The most successful companies today are motivated by more than money and shareholder return. They have a collective vision, a passion for creating great products and services, and serving their customer base. That’s a given. But the business world is littered with the road-kill of great business plans and exuberant founders. What’s the secret sauce? I don’t pretend to know, but in my experience the one factor that has made all the difference is flexibility; the willingness to shift business models literally overnight, reinventing our business to be in tune with rapidly shifting market forces beyond our control.
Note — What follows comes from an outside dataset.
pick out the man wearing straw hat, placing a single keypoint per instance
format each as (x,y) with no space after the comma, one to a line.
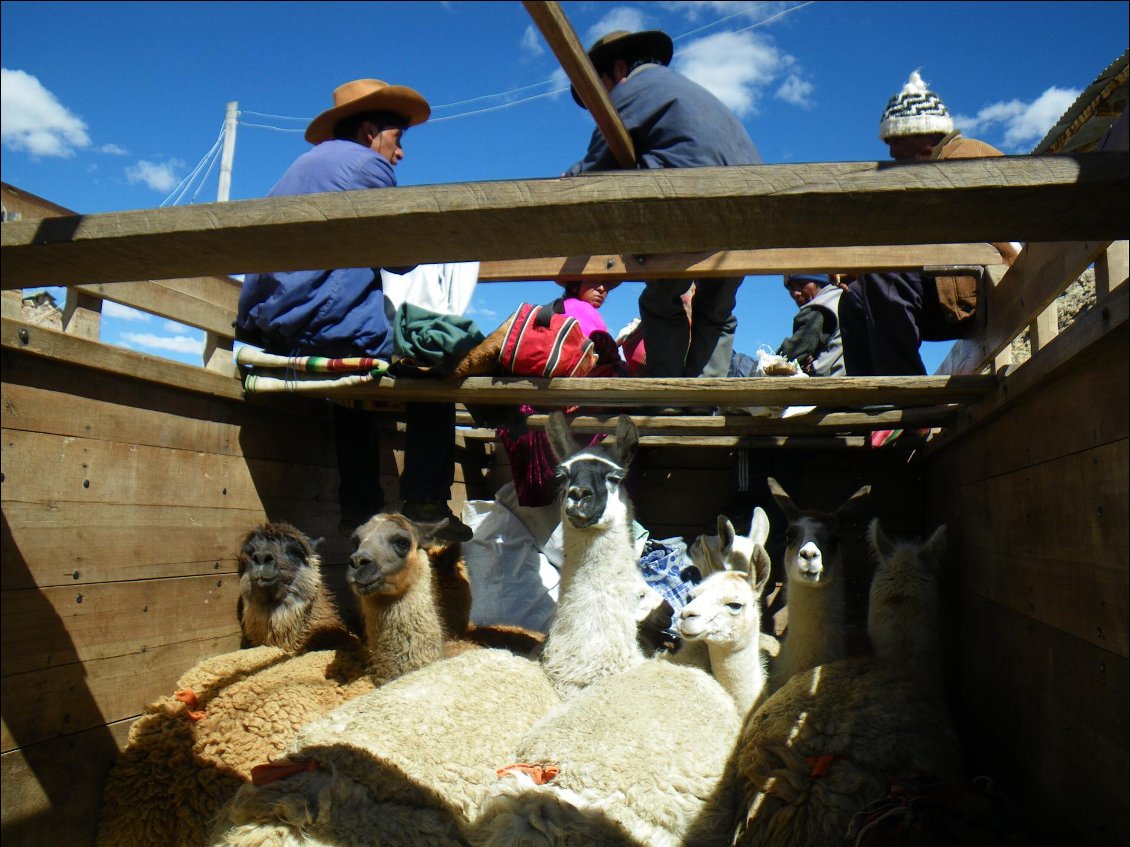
(342,312)
(674,122)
Who, in your company, is charged with reinvention, with reimagining what your business will look like 10-20 years from now. Focusing on short-term metrics can be fatal. Who is looking out over the horizon, anticipating change, pushing the boundaries of what is possible? Do you have a skunk works program charged with cannibalizing your own business? If you don’t do it – a competitor will. The reward goes to the nimble, the business owner willing to transform and even eliminate existing lines to meet the needs of future customers.

Change is inevitable. Nothing stays the same. How can you embrace uncertainty and create an environment where colleagues aren’t content with status quo? Intel’s Andy Grove put it best. “Only the paranoid survive.” Translate that paranoia into action by re-imagining your business, and building in the flexibility necessary to survive and thrive, long-term.

I’ll describe my harrowing plunge into the business world, and how passion isn’t enough. Building a culture of change and transformation into your business model isn’t optional. It’s mission-critical.

Weathering The Storm
These are challenging times for businesses, large and small. From outsourcing and automation to the destructive gales of the Internet, the risks to existing business models have never been greater. How can any company employ entrepreneurial habits and plant new seeds to insure continued expansion and long-term prosperity? Douglas shares some his eye-opening experiences launching 6 Minnesota companies in the last 20 years to show how a company’s employees can think and act like entrepreneurs, how this “intra-prenurial” mind-set is critical for continued growth & success in the 21stcentury.

Amish Doppler
Weather is a metaphor for life, storms of change, severe threats that emerge suddenly, high-pressure situations that demand flexibility and creative thinking. Paul Douglas has found a way to turn his passion (weather) into a string of successful companies. Douglas has turned the old adage, “everyone has at least one book in them” into “everyone has at least one start-up company in them!” The forecast calls for fewer people thinking like “employees” and more people becoming “owners”, using their skills, turning their passions into successful start-up companies.

Climate Change: Hype, Hoax or Scientific Reality?
There is so much disinformation out there today about climate change. Is the atmosphere truly warming, and if so – why should we care? Douglas examines the controversy from the standpoint of a meteorologist who has been witnessing profound changes in weather over the last 20 years, documented in his national best-seller, “Restless Skies”. Is there a connection between climate change and extreme weather? In the wake of “ClimateGate” and confusing headlines, it’s more critical than ever to get to the truth about what’s really going on, and why this slow-motion climate transformation may be one of the 3 biggest ongoing stories of the 21st century.